Welcome to the inaugural edition of AI Chronicles by GIA (Global Indian Alpha) by Leo Capital. In this series, we explore how C-suite executives across functions—CTOs, CIOs, CMOs, CISOs, and more—are leveraging AI to transform their organizations and, by extension, their industries. 

For our first interview, we sit down with Arun Rajkumar, Co-founder and CTO of Atoa, to explore how AI is revolutionizing software development, hiring practices, and organizational culture in Atoa. For the uninitiated, Atoa is helping 1000s of businesses across the UK receive fairer payments in just a few taps.

Q: How did your AI journey begin? Was it a planned strategy or experimental?

Arun: ML isn’t new to me.
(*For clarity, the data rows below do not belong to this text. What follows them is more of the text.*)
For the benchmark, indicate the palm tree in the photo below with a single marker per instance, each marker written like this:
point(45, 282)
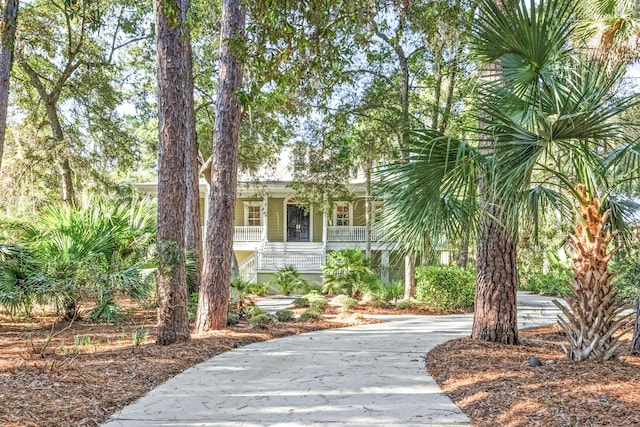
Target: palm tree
point(96, 250)
point(548, 123)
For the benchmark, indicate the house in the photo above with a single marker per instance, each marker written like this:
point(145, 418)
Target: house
point(273, 229)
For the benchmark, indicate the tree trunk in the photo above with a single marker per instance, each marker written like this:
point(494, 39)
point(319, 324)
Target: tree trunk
point(193, 222)
point(66, 173)
point(635, 343)
point(174, 125)
point(367, 209)
point(9, 12)
point(495, 316)
point(409, 277)
point(216, 278)
point(463, 250)
point(495, 310)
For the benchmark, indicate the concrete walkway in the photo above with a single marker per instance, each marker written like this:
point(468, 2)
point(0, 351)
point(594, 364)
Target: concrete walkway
point(364, 375)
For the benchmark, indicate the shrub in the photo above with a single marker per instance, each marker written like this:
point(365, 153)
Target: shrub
point(553, 283)
point(192, 306)
point(393, 291)
point(284, 315)
point(232, 319)
point(318, 304)
point(445, 287)
point(263, 321)
point(107, 311)
point(301, 302)
point(252, 310)
point(349, 271)
point(311, 315)
point(259, 289)
point(345, 302)
point(374, 300)
point(97, 250)
point(287, 279)
point(405, 304)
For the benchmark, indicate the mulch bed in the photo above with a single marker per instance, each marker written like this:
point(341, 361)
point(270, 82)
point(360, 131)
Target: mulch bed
point(494, 385)
point(88, 372)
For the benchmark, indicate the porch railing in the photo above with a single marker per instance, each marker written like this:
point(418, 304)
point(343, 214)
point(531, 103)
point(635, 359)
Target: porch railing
point(273, 260)
point(247, 268)
point(247, 234)
point(352, 234)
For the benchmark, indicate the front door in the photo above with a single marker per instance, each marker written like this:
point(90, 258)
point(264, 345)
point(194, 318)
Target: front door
point(297, 224)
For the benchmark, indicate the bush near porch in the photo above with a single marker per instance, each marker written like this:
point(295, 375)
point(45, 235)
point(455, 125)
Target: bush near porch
point(445, 287)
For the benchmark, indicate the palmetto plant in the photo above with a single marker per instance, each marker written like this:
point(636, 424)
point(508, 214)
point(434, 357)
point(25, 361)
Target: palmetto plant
point(349, 271)
point(551, 141)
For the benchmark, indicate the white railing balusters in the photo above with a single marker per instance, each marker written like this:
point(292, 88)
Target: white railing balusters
point(351, 234)
point(247, 234)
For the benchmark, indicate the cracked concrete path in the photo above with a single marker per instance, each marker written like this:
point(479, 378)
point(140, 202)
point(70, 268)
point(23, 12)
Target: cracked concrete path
point(364, 375)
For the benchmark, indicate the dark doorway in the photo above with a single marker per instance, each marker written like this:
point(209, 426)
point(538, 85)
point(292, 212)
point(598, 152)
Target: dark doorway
point(298, 224)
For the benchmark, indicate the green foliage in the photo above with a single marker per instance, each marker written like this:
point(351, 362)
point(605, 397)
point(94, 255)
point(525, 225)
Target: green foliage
point(97, 250)
point(344, 301)
point(393, 290)
point(318, 304)
point(445, 288)
point(349, 271)
point(139, 335)
point(107, 311)
point(18, 291)
point(192, 306)
point(263, 321)
point(240, 289)
point(311, 315)
point(284, 315)
point(232, 319)
point(259, 289)
point(253, 310)
point(405, 304)
point(627, 282)
point(288, 280)
point(301, 302)
point(553, 283)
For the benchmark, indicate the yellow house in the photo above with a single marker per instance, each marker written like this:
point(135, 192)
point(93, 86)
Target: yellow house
point(273, 229)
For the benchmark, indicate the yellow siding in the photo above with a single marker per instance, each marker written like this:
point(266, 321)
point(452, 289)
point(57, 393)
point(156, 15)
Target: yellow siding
point(317, 224)
point(276, 220)
point(359, 212)
point(202, 213)
point(239, 213)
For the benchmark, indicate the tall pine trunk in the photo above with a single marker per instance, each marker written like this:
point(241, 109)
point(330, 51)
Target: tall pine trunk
point(174, 125)
point(193, 222)
point(216, 277)
point(9, 16)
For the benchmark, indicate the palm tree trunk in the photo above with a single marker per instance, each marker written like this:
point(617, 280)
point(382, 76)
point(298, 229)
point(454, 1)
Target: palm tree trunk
point(216, 278)
point(495, 316)
point(9, 12)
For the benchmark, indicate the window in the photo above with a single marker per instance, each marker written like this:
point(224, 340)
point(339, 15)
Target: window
point(343, 215)
point(253, 214)
point(377, 211)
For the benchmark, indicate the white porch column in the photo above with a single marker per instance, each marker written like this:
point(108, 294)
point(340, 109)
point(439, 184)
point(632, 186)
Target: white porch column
point(325, 220)
point(384, 263)
point(265, 217)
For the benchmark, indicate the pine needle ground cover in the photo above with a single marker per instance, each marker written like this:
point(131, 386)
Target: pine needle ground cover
point(494, 385)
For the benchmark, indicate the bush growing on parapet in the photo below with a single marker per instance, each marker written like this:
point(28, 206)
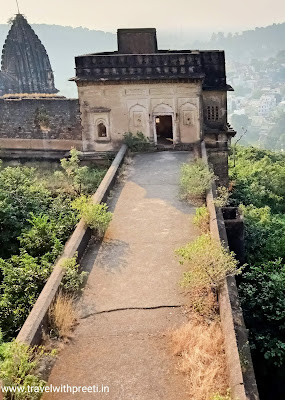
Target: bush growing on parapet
point(24, 277)
point(201, 219)
point(62, 316)
point(208, 264)
point(73, 278)
point(196, 179)
point(81, 179)
point(18, 365)
point(137, 143)
point(96, 216)
point(223, 197)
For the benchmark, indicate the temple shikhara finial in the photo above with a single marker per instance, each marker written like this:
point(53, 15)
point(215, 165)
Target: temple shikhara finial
point(25, 65)
point(18, 7)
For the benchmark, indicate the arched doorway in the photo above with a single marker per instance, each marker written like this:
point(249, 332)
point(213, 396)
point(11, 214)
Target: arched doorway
point(164, 129)
point(163, 126)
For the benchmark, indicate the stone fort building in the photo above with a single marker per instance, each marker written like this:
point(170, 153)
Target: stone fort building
point(175, 98)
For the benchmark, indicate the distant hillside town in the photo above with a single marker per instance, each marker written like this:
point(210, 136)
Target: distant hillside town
point(257, 107)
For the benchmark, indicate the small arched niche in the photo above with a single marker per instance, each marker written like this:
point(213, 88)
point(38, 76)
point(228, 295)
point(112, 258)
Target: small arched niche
point(101, 130)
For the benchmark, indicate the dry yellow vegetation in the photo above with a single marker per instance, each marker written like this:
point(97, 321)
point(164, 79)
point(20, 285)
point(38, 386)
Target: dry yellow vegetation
point(200, 346)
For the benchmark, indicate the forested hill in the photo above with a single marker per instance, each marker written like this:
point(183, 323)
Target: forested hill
point(258, 43)
point(63, 43)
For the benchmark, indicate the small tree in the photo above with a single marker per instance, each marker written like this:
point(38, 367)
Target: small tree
point(196, 179)
point(96, 216)
point(208, 264)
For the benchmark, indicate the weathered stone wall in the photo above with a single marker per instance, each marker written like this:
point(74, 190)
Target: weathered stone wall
point(134, 107)
point(46, 119)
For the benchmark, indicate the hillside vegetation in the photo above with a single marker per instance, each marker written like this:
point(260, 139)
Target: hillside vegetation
point(258, 178)
point(38, 212)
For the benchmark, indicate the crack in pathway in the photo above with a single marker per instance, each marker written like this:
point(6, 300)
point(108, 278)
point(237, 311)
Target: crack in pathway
point(131, 308)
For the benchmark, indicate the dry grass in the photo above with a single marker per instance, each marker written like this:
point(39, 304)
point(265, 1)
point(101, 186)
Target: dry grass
point(200, 346)
point(63, 317)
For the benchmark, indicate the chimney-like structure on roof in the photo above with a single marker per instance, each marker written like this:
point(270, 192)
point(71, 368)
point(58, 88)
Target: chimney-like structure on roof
point(137, 41)
point(25, 65)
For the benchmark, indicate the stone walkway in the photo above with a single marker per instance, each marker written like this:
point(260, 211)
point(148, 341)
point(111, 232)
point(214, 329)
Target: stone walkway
point(134, 274)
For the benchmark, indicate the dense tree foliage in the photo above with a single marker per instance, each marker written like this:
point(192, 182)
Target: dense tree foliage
point(258, 178)
point(36, 219)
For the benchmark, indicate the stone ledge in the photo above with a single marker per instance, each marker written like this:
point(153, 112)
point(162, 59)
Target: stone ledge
point(31, 332)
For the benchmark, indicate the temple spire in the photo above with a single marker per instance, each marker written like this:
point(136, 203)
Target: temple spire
point(18, 7)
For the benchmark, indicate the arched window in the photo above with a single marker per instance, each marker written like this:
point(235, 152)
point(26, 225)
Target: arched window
point(101, 130)
point(213, 113)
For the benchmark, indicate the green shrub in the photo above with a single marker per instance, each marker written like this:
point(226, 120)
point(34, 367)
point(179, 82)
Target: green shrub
point(137, 143)
point(223, 197)
point(264, 234)
point(18, 365)
point(82, 179)
point(24, 277)
point(202, 218)
point(208, 264)
point(20, 195)
point(96, 216)
point(196, 179)
point(262, 294)
point(73, 278)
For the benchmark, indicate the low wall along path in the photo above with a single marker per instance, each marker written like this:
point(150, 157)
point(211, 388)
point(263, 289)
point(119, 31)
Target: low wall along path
point(132, 298)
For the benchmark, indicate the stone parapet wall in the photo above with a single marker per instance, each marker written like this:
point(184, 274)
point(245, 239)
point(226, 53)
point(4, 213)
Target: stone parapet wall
point(42, 119)
point(240, 368)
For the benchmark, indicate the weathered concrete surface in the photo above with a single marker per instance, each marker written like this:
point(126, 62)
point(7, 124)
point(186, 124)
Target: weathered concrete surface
point(135, 266)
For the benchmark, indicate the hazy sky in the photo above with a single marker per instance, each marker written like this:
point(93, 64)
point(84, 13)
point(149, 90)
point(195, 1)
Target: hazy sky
point(173, 15)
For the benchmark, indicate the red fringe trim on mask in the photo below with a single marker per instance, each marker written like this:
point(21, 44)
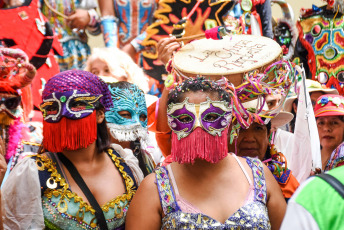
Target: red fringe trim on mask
point(26, 102)
point(68, 134)
point(309, 48)
point(199, 145)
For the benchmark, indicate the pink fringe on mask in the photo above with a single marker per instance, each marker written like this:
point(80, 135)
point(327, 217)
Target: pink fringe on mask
point(199, 145)
point(14, 138)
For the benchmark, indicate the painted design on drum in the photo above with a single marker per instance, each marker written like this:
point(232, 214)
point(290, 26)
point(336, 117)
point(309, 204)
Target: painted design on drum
point(326, 58)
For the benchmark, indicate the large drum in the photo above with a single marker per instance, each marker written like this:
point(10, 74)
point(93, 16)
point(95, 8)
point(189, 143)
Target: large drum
point(231, 57)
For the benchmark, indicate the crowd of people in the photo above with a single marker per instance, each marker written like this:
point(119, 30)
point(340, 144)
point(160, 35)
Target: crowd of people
point(234, 122)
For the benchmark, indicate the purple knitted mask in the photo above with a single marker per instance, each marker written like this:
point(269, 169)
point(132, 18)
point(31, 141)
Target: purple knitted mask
point(73, 94)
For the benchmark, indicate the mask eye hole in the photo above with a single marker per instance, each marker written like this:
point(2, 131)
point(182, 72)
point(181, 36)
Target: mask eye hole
point(211, 117)
point(125, 114)
point(143, 117)
point(185, 118)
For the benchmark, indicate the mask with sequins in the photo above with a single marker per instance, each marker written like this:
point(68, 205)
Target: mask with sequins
point(132, 100)
point(212, 116)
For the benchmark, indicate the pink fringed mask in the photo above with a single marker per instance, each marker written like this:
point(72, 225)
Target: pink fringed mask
point(199, 130)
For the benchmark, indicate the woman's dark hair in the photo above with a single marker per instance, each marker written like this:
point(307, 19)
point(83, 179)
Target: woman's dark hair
point(195, 85)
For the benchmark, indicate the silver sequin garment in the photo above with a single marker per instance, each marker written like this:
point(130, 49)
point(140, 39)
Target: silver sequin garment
point(253, 215)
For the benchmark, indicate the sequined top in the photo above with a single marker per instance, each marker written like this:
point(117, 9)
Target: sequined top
point(253, 215)
point(64, 209)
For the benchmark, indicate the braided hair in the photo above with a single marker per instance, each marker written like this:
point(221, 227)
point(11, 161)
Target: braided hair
point(198, 84)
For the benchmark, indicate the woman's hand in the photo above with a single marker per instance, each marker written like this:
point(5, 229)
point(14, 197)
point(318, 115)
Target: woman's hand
point(79, 19)
point(166, 47)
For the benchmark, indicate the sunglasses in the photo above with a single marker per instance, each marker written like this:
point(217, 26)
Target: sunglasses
point(11, 102)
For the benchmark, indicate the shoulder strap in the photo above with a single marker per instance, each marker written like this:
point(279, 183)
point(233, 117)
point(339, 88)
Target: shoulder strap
point(166, 194)
point(82, 185)
point(259, 182)
point(334, 182)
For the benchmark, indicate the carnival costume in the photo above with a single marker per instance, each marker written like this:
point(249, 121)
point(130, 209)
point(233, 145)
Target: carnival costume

When I started my career in 2006, I was doing ML, neural networks and other stuff. My first startup was actually something similar to what GitHub Copilot is now, but I was too early in the market.

With that being said, coming to Atoa. When ChatGPT was launched, there was a lot of buzz, but the models weren’t up to the mark initially. Many thought leaders like us believed AI was still too far, it wasn’t able to get enough context for coding. But to our surprise, within 6 months, a lot had changed. Then came the Anthropic models, and that was a game changer, really.

Also, just for some context, we’re growing pretty fast. The product is UK-based, but everybody, product, tech, even some sales folks and content marketing, etc., are working out of India.

Initially, there were lots of questions and concerns. What happens to our source code? Is it used for training? Since we’re FCA licensed in fintech, security is paramount. People were also worried about job security, what happens if AI starts coding? Will my job be secure?

There were a lot of assumptions and scariness. But I believed AI was going to be a real game changer and help us accelerate development. For example, we had a big project coming in and I was supposed to hire 5-6 people.

Instead of investing in hiring, I thought, let me give AI a try. That actually helped us stop the hiring and increase productivity by almost 70%.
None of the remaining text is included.